Cooling pads! - Do they make a difference? tell me what you think!

Are you a legion laptop user? if so. Are you using a cooling pad or no,and do they think they make a difference?. I personally think they really do,performance wise and ergonomically. and they dont cost alot neither. but from your view are they worth it?

  • meant so say ''do you think they make a difference'',sorry for the error guys xd

  • I don't have legion but I've used cooling pad for my 1060 laptop and it helps lower the temps with about 5 degrees Celsius. Applying liquid metal helps a lot too. maybe with another 5 degrees Celsius

  • When I buy my legion 7 it was impossible to get the legion laptop stand. Sold out on Amazon and Lenovo site for ages. I then buy the standard Lenovo metal laptop stand. I feel it helps, the tilt of the stand helps the airflow. 

  • Yes it does help with airflow and cooling, especially as the Targus Chill Mat version I have is solid underneath and covered in fabric so I can use it on my lap, the sofa or lying on a bed with no airflow restrictions. Ergonomically not so much the way I use it since not at a desk anyway. I obviously don't carry the chill mat with me when I'm working on the road with the laptop either as it's too cumbersome.

  • This topic is kind of my forte.

    I have tested several on several machines.
    Raising the back helps the laptop fans breath easier. Less restriction means more airflow.
    Lesser 5v fans pretty much replicate this by creating a breeze so again the fans don't have to suck the air in as much.
    I made a cooler with 2 Arctic P14's running at 15v, they made a nice difference to my A15, but I had opened up more vents on the chassis to aid airflow.
    Lastly I bought a GT500, which is a monster, noisy but moves a lot of air and has a memory foam seat so air cannot escape unless it is through the laptop.

    There is a science to this:
    Fan type, static pressure and ventilation.

    Fan types are limited to axial traditional and centrifugal blowers.
    Axial are quieter generally but due to design and material issues the blades do not cover the whole housing, meaning any air you blast at something, if it can't go through it, it will come back around the blades. This also limits static pressure quite a lot. Centrifugal blowers tend to pull in from the bottom and blow out from the side (speaking more specifically the GT500 design), because blades and fan chassis is irrelevant here, you get no blow back to speak of. This allows much greater static pressure, the downside is they are larger and noisier fans.
    My homemade cooler made a good difference over stock albeit with more ventilation on the A15, I gave that to a friend and it netted him about 10-15c on his Legion 5 5800H 3060 machine so I know it works well on unmodified machines too.
    The ventilation plays a large part of the cooling effect, if you have restrictive inflow, although and positive pressure against the fans will garner results, the more air and easier path it has to those fans the more air can be shifted. If there is generally more throughput in the chassis itself ALL components are cooler. So spikes are a little lower and the heat soak takes longer, the over all temperature will be lower too.

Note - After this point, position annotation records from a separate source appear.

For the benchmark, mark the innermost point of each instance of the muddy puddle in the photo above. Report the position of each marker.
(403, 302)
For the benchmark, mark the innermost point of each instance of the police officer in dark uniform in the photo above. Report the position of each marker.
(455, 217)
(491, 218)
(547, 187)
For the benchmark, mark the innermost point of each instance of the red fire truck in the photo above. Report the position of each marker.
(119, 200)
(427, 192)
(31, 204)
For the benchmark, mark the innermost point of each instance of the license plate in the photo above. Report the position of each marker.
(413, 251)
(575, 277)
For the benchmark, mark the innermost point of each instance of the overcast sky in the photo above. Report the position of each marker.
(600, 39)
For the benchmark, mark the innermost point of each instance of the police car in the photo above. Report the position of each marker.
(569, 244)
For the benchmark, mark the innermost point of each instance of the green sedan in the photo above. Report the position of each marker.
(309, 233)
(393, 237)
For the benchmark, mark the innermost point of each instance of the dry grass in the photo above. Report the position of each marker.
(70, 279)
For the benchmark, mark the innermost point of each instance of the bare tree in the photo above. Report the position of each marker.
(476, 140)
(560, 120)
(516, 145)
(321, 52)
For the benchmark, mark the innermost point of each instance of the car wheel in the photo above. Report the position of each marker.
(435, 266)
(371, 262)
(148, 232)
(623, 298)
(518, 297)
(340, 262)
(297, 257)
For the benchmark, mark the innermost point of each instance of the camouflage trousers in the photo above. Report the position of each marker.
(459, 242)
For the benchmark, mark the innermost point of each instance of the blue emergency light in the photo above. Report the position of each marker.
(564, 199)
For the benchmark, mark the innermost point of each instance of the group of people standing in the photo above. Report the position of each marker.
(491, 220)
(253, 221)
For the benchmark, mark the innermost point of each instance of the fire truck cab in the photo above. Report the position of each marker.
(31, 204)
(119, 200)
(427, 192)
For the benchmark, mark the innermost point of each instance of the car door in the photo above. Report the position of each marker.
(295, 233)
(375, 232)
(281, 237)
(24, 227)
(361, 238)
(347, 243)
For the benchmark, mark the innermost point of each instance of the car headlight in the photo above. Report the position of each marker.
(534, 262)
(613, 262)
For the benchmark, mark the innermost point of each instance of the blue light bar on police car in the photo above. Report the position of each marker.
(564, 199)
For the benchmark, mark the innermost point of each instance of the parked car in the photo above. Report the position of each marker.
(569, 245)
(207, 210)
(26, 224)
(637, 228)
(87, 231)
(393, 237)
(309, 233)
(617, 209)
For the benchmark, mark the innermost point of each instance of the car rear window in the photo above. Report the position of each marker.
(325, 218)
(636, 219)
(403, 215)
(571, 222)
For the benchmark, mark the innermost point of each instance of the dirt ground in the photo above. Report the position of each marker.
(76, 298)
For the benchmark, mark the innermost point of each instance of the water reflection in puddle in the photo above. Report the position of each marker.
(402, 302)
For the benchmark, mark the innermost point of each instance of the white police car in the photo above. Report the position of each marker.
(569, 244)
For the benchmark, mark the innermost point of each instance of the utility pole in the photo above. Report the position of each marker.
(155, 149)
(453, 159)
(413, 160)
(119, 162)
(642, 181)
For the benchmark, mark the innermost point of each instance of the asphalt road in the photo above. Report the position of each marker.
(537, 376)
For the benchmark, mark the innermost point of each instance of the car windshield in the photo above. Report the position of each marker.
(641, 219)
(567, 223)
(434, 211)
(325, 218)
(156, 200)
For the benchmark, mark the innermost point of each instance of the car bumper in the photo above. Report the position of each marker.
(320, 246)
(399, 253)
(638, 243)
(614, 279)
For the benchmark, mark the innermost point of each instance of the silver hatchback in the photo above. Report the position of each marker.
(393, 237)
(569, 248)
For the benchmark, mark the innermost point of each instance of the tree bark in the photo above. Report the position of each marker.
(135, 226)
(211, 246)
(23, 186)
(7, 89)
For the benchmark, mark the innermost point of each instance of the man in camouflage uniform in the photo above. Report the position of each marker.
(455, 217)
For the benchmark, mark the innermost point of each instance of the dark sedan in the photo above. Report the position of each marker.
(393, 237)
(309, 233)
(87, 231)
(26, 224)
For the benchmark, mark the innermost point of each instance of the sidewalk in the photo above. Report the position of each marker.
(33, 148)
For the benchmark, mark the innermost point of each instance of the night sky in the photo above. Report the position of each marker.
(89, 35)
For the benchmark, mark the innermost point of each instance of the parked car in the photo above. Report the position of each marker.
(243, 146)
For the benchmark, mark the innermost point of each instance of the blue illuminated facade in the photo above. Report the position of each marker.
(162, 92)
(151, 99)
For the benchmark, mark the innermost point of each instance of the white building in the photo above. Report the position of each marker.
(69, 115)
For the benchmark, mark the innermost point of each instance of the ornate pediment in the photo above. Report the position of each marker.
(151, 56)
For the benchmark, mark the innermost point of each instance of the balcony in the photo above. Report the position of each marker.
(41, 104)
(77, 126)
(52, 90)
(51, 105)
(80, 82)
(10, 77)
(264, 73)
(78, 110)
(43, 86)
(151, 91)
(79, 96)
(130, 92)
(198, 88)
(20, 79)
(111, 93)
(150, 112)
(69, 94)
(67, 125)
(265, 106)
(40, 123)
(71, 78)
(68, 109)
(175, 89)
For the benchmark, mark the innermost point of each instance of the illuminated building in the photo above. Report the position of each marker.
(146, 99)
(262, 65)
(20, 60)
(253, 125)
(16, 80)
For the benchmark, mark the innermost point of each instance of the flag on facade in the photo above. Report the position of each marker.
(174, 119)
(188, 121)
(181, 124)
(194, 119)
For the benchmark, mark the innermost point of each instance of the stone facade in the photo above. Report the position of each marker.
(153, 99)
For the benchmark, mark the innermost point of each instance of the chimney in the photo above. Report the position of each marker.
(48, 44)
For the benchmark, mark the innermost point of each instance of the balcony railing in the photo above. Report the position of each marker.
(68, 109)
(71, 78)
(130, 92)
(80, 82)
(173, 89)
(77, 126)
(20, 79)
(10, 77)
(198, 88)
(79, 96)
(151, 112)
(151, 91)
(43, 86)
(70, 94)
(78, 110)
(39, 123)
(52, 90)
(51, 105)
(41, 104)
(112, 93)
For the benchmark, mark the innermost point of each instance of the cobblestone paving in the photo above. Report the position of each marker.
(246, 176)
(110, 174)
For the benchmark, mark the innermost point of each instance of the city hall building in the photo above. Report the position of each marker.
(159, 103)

    More airflow within reason is better. I have tested 2 gens of Legion 5 on my GT500 and both saw heavy drops in temps. Made even better by swapping PTM to liquid metal, but that's not the point. dissipate the heat faster and temps stay lower. In personal experience, coolers like the GT500, can make a stark difference in temps.

  • The gt500 is so huge. i currently have a basic cooling pad that cools my laptop by like 4-6c or more depending on load. i mostly use it with fans off but turn them on if it gets too hot and then it starts to make a difference. i can feel the cpu getting cooler and the gpu has no trouble with temps. altough. 15c thats A LOT i must say.

  • I bought a decently-priced Klim cooling pad from Amazon and although it doesn't make a world of difference, it is noticeable. Even just now, I was running a game and noticed a few skips and jumps, then realized my pad wasn't plugged in, so plugged it in and the skips disappeared almost immediately.

    I will say, however, that I've had equal if not better performance enhancements from using a tall, minimalist metal laptop stand. My Legion laptop is old and discontinued now, but it seems to work best with anything that elevates it off of a solid surface (which presumably blocks heat escape).

    So yeah, all in all, cooling pads do help, but I'm not sure they help significantly more than simply elevating your Legion laptop would, unless they are very advanced/high end.

  • From my experience, yes, they do make a difference, but that difference might not be justifiable by the cost of the cooling pad. In many cases, getting a simple laptop stand that elevates it and provides the laptop with some breathing room, allowing air to flow freely, can already make a noticeable difference for a fraction of the price.

  • I haven't done any proper tests so I can only say what I've observed. Please take it with a grain of salt haha
    It does seem they do make a difference. Ever since I've started using them I've noticed that my laptop doesn't warm nearly as much and the fans don't turn on. And it seems to run faster

  • I have the same pad and I agree that the difference it's quite noticeable.